GSA Annual Meeting in Phoenix, Arizona, USA - 2019

Paper No. 263-10
Presentation Time: 9:00 AM-6:30 PM


GONZALEZ LUGO, Eduardo L., Earth and Atmospheric Sciences, Indiana University, 1001 E 10th St, Bloomington, IN 47408 and YANITES, Brian J., Earth and Atmospheric Sciences, Indiana University, Bloomington, IN 47405

It has been well established by previous research that tectonic signals and past climate remain imprinted in topography. Although topographic evolution has been heavily studied, determining landscape sensitivity to tectonics stands to be challenging. Specifically, a quantitative framework of the competing and complementary effects of uplift and drainage reorganization is needed to understand how landscapes evolve. Normal faults of southwestern Montana present an excellent natural experiment to explore river steepening due to the onset of active faulting and the evolving spatial footprint of the drainage basins. We utilize a series of faults, the Red Rock, Blacktail, Sweetwater, and a new unidentified active structure in the Ruby Mountains, that present a gradient in tectonics (age and slip rate) over an extensional domain.

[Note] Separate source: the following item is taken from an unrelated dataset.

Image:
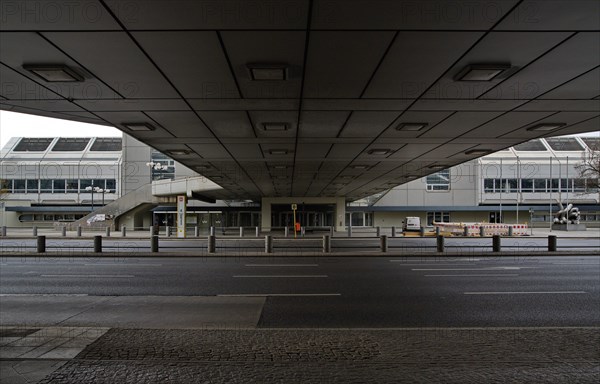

These faults offer the proper conditions and area to study the temporal and spatial changes of faults through catchment analysis. We present a preliminary analysis of (1) drainage basin area, (2) the quantity χ, and (3) mean channel steepness values of a collection of watersheds to determine their response to different slip rates and displacement from the sequence of normal faults. We explore steepness patterns and χ values along-strike of a single fault and regionally along faults. Considering that large-scale deformation remains engraved in watersheds, drainage basin morphometric analysis is essential in order to determine deformation style and rates along the fault system. The patterns reveal the dynamic nature of drainage area in the footwall of an active normal fault. We observe that early in the fault history, drainage basins flowing from the footwall to the down dropping headwall are quite small and grow over time. Using a normalized steepness map, we noticed that steepness values increase moving westward toward larger, older faults. A χ map, constructed to evaluate drainage area exchange, presents a behavior analogous to the steepness map. There is more evidence of drainage basin instability toward the western side representing a wavelength of transient topography. We then address these results to better comprehend landscape response to tectonic processes. An analysis of how steepness and drainage reorganization develop with the initiation and evolution of faults provides a way to assess the adjustments that lead a system into equilibrium and to improve the understanding of landscape evolution processes.